The thought-provoking session was led by Dr. Stephen Ching, Associate Professor in Economics at HKU Business School and Mr. KC Kwok, CEO of the Hong Kong Academy of Finance (AoF), and moderated by Mr. Tony Miller, Chairman of the HKGCC Economic Policy Committee.

The webinar started off with the presentation of Mr. KC Kwok on the current position of Hong Kong in the global talent race. Mr. Kwok posited that Hong Kong is only attractive to corporations and senior managers overseas with its low tax rates and lucrative remuneration packages, but high living costs are deterring mid-level talent from putting down their roots here. He also criticised that there is a mismatch between our talent pool and the market’s demand. While Hong Kong has a huge demand on fintech and green finance, our city is not only unable to supply these talent, but also has way less aggressive talent attraction policies than our neighbours. Therefore, more investments on education and a reform on our talent policy are necessary. At the end of the day, Mr. Kwok believed that the economic clout of a city is limited, and to integrate into a bigger regional block is the key to our future success. He looked forward to seeing more integration between Hong Kong and other GBA cities.

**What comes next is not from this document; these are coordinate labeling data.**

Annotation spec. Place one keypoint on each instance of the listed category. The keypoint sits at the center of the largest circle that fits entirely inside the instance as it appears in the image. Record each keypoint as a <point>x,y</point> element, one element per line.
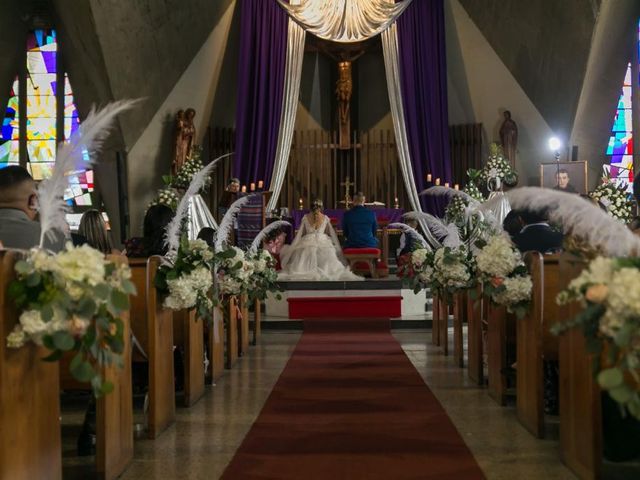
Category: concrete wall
<point>481,87</point>
<point>150,156</point>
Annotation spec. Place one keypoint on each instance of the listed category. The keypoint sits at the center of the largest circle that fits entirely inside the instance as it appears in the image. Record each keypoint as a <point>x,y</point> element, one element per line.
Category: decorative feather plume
<point>266,231</point>
<point>578,217</point>
<point>226,224</point>
<point>435,225</point>
<point>411,232</point>
<point>172,232</point>
<point>440,191</point>
<point>70,156</point>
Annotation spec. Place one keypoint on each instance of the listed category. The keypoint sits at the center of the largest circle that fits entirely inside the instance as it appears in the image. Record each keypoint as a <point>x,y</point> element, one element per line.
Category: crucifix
<point>347,191</point>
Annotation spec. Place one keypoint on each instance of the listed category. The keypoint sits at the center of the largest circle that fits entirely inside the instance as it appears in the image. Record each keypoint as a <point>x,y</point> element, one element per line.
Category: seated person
<point>94,231</point>
<point>537,235</point>
<point>229,196</point>
<point>359,225</point>
<point>153,241</point>
<point>18,211</point>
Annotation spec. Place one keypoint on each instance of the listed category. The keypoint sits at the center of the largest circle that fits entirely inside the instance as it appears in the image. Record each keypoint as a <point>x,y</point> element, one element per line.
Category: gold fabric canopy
<point>345,21</point>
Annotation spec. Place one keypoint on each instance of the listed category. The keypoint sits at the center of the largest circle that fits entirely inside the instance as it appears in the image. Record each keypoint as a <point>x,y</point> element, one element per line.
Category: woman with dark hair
<point>153,240</point>
<point>315,253</point>
<point>94,231</point>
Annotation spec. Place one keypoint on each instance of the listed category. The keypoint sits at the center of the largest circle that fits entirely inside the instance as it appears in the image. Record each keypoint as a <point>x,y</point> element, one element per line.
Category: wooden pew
<point>114,412</point>
<point>443,328</point>
<point>243,326</point>
<point>215,344</point>
<point>257,323</point>
<point>152,324</point>
<point>188,331</point>
<point>30,445</point>
<point>231,351</point>
<point>435,319</point>
<point>459,318</point>
<point>535,343</point>
<point>475,369</point>
<point>580,408</point>
<point>499,332</point>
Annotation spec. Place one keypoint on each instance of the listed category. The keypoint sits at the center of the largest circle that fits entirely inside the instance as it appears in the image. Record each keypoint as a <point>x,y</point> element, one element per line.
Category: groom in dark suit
<point>359,225</point>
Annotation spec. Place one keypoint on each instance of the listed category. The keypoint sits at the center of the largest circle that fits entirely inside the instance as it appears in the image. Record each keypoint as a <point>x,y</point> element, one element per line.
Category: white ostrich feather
<point>172,232</point>
<point>435,225</point>
<point>264,232</point>
<point>70,157</point>
<point>440,191</point>
<point>411,232</point>
<point>579,217</point>
<point>226,224</point>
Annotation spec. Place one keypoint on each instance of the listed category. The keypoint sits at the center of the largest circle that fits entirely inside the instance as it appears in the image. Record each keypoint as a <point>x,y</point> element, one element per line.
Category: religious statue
<point>344,89</point>
<point>184,141</point>
<point>509,138</point>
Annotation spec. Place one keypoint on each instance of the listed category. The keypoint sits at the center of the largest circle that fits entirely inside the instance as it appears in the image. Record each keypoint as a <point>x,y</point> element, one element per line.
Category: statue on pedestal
<point>184,139</point>
<point>509,138</point>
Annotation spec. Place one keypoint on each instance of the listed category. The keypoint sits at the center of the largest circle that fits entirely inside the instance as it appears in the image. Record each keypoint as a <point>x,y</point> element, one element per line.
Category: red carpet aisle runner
<point>350,405</point>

In contrast to Mr. Kwok’s comprehensive review, Dr. Stephen Ching explored the topic of nourishing and retaining talent from another perspective by focusing on the post-secondary education system of Hong Kong. He firstly gave a detailed overview of the structure of the system by highlighting the number of enrolments in different UGC-funded and self-funded programmes. In face of claims that our tertiary education has failed to be responsive to market demand, Dr. Ching maintained that our undergraduate education aims to provide a whole-person training to equip the next generation to be visionary and be adaptive to ever-changing needs, whereas the taught postgraduate education serves the purpose of equipping them with advanced and practical skills to fill the demanding job vacancies. Therefore, he remained optimistic that Hong Kong is not going to lag behind in nourishing talent and embracing economic transformation. However, he recognised the need for the government to double down funding in research and academic programmes as global talent competition intensifies.

The seminar came to an end with a stimulating Q&A session. Using the story of Google’s online auction system, Dr. Ching further elaborated that the value of academic research is pivotal to achieve sustainable economic development. He posited that receiving education is not entirely for job hunting, but also to imagine the future. Mr. Kwok added that more communications with our mainland partners are needed to better synergise and co-cultivate a GBA talent pool. On our side, we must think deeply on how to close the gap between sub-degree programmes and the practical needs of the job market. Mr. Tony Miller concluded that the webinar today had covered a lot of the talent issues in the high-end sectors. He urged us to think more about the shortage of blue-collar workers in Hong Kong and what we can do about it. All speakers agreed and they look forward to engaging in more in-depth discussions and debates among experts and business leaders in the society.